Indeed, Incarnation is a privileged place as the Holy Father reminded us. We celebrate Mass together and we become Christ-like to one another. We are united to his Body, each of us having a part to play, through our baptism. (1 Cor. 12:27) Together we are Jesus’ caring hands, we are his loving glance, and we are his soothing words. We celebrate 50 years as a Eucharistic community, as a parish, as our spiritual home.  

A “concretely experience Church.”

We are not perfect because we are human, but there is a divine dimension to our community. As a parish we can be sacrament. The definition of sacrament according to our catechism is a special symbol (efficacious symbol) that points to another reality and brings about the very reality that it points to. Jesus, for example, points to God’s love. He IS truly what he represents. Our parish points to God’s true presence among His people. Our parish points to that reality!

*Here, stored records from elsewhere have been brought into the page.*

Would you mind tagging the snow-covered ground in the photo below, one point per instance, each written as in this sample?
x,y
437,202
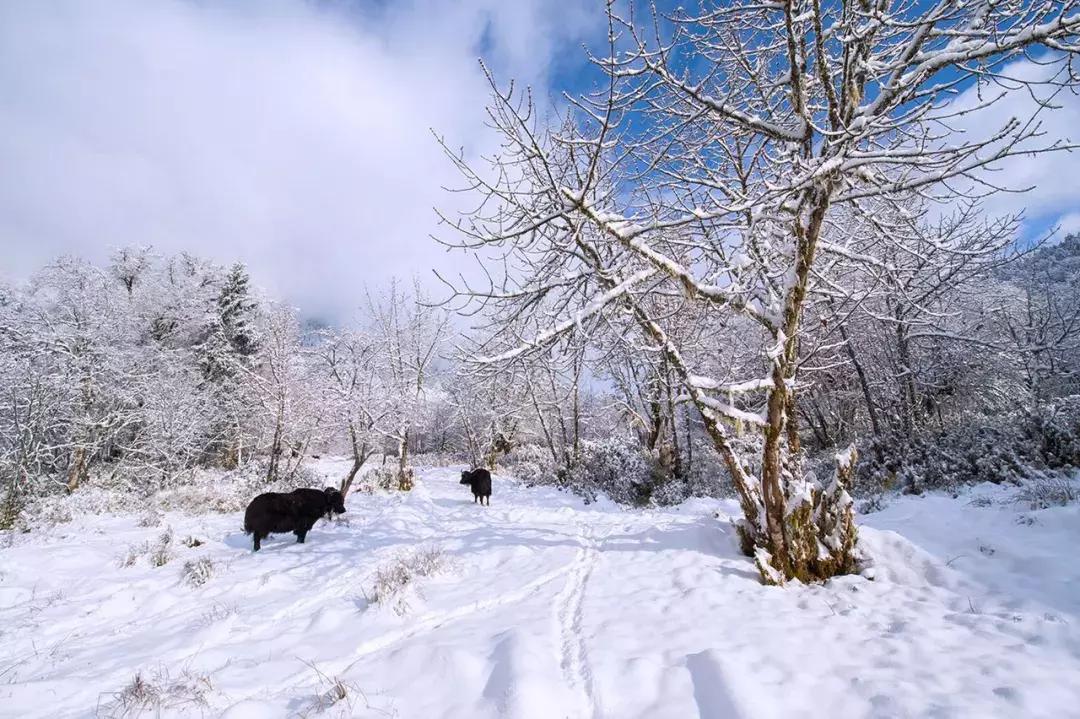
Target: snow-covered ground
x,y
548,608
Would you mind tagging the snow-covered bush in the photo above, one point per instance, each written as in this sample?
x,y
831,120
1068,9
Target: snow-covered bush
x,y
1047,491
531,464
132,554
618,467
181,694
197,572
161,552
1055,428
150,518
393,580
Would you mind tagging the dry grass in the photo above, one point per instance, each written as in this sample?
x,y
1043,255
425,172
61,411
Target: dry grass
x,y
185,693
1049,491
197,572
337,697
393,580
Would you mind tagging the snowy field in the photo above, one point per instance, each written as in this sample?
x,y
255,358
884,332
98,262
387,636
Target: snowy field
x,y
544,608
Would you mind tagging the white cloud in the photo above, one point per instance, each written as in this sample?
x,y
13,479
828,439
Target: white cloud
x,y
1053,195
286,134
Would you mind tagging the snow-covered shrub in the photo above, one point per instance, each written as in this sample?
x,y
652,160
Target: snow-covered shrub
x,y
132,554
1055,428
873,503
197,572
150,518
385,478
531,464
231,491
158,692
393,580
161,552
1047,491
435,459
618,467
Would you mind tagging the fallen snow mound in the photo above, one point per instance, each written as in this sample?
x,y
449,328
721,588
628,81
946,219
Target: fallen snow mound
x,y
424,606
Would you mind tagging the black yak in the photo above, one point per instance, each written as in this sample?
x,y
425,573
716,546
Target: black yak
x,y
481,483
296,512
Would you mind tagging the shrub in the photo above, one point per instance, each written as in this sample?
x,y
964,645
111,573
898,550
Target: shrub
x,y
393,580
134,552
197,572
156,693
1047,491
150,518
161,553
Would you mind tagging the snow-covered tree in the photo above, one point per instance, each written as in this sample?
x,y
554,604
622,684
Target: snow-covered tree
x,y
410,334
710,165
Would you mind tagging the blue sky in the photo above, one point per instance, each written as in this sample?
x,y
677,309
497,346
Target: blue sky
x,y
289,134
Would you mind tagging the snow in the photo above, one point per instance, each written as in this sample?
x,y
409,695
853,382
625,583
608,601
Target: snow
x,y
551,608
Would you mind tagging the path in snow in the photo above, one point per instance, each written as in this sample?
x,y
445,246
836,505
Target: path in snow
x,y
551,608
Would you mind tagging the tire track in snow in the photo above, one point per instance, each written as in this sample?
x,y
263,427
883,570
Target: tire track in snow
x,y
569,616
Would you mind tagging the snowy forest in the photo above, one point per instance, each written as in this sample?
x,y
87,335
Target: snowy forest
x,y
728,308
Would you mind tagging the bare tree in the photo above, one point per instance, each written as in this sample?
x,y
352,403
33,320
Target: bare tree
x,y
709,167
410,334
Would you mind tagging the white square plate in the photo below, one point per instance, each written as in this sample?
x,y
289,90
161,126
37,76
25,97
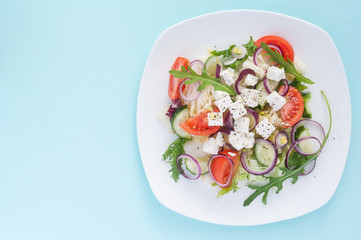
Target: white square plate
x,y
192,39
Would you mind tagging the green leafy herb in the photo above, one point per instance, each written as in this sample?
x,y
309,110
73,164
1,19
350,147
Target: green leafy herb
x,y
204,78
298,85
251,47
293,174
173,151
224,53
288,65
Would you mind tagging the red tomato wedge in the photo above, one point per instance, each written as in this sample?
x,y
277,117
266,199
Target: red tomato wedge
x,y
174,83
221,167
198,124
282,43
292,111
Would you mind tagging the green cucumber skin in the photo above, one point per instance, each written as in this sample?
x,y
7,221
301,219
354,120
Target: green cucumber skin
x,y
176,113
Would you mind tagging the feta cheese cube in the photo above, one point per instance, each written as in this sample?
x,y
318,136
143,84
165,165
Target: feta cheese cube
x,y
250,64
219,139
275,73
276,101
265,128
228,76
210,146
250,80
250,97
223,103
215,119
242,124
237,109
241,140
219,94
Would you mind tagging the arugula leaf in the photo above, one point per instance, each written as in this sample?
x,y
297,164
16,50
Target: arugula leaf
x,y
173,151
250,46
298,85
225,53
293,174
204,78
288,65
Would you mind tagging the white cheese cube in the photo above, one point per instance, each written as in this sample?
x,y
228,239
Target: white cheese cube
x,y
250,80
219,94
219,139
228,76
300,67
242,124
276,101
223,103
250,64
215,119
210,146
275,73
241,140
237,109
250,97
265,128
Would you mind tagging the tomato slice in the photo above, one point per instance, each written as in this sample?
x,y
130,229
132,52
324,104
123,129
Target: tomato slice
x,y
198,124
282,43
292,111
221,167
173,86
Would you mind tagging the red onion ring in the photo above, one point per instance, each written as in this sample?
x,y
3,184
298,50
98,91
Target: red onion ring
x,y
287,86
190,177
302,153
210,169
218,70
270,167
306,122
258,50
242,74
279,138
253,115
194,94
197,66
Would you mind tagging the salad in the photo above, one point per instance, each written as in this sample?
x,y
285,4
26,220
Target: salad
x,y
243,114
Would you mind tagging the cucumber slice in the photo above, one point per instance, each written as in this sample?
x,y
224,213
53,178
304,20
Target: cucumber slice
x,y
179,116
262,91
192,168
265,153
211,66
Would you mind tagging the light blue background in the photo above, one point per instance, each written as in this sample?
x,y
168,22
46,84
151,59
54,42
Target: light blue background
x,y
69,161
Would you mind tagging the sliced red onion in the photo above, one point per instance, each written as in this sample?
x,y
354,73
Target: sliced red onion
x,y
269,168
176,103
279,137
287,86
192,90
229,60
237,55
218,70
314,128
210,169
265,84
254,115
197,66
228,120
184,171
258,51
302,153
230,147
241,75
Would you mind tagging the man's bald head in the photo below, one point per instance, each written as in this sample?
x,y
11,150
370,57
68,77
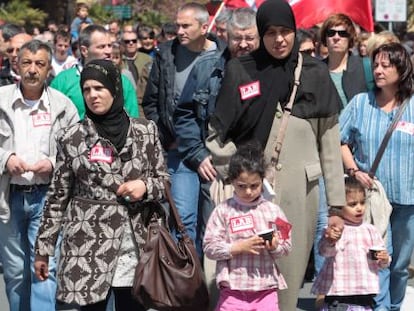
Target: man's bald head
x,y
15,44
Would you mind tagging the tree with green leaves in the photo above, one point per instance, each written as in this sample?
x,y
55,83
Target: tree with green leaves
x,y
20,12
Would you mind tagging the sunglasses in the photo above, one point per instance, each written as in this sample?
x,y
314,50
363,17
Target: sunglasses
x,y
308,51
341,33
131,41
11,50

Today is a great opportunity to think about how we as active members of our parish have an incredible responsibility to be sacrament to one another! Being parish means to take seriously the social dimension of our encounter with the Risen Lord. “He who does not love his brother, whom he has seen, cannot love God whom he has not seen.” (1 Jn 4:20)  In our parish I have experienced members sacrifice for others; share their time, their talents and their treasures with the community.  I have seen men and women dedicated to their work in our parish, doing most of their serving away from the lime light. I have experienced it personally, as the times my parish prayed for my sick son during  his surgery, visited my loved one at their death bed, sent me cards, held me up in very difficult moments and celebrated with me when God blessed us.  Many of these parishioners did not know me personally, and yet, I felt united with them in a special way in those moments. Through them I felt God’s hand in my life.

Incarnation Parish has been blessed by God. We have seen our community change, we have grown, and at times the changes were not easy. Today we gather and we give thanks for those who came before us to make Incarnation the parish it is today.  Now, we must be mindful that we too must carry on the work of Christ, to be concrete examples of God’s love for everyone who comes through our doors and take it to others who may never enter our doors, always remembering how privileged this place continues to be.

Let us continue to work as a parish in solidarity with our Pastor Michael Suszynski, our Bishop Robert Lynch and with our Pope Francis I. Together lets all be reminded of St. Luke’s words “From those who have received much, much will be required.”